To reduce defensiveness, here are some essential tips for helping aging parents with finances.
We also suggest specific tasks to focus on to make the new responsibility a little less overwhelming.
- Work with them and respect their decisions
If your loved one is still able to manage their finances fairly well, be respectful of their decisions and work with them instead of taking over.
They’ll (hopefully) appreciate your help in executing details like paying the bills every month. And typically, they’ll be more likely to accept additional help when they realize you’re not trying to take away their control.
If mom or dad has dementia or a cognitive impairment, you may need to take over and make decisions on their behalf.

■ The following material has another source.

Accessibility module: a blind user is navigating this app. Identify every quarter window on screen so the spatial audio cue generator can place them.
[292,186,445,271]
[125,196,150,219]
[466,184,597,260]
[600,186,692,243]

But it’s still kinder to make them feel included and in control, even if they can’t manage things on their own anymore.
Work with other family members to make sure everyone is on the same page and they understand that you’re looking out for your older adult’s best interests.
- Locate important documents
It’s critical to know where the important financial documents are so you can locate them in an emergency or if your older adult becomes incapacitated.
This allows you to protect your older adult’s assets when they’re not able to take care of things themselves.
Your loved one may be concerned that you’ll use these documents before you have to, so be sure to reassure them that you’ll only use the information in an emergency or when they’re not able to.
- Get access to financial accounts
Getting access to your loved one’s bank accounts requires advance planning and likely, some specific paperwork.
Banks and other financial institutions have strict rules about who can access accounts. And sometimes, they require their own documents to be completed even if you already have a Power of Attorney.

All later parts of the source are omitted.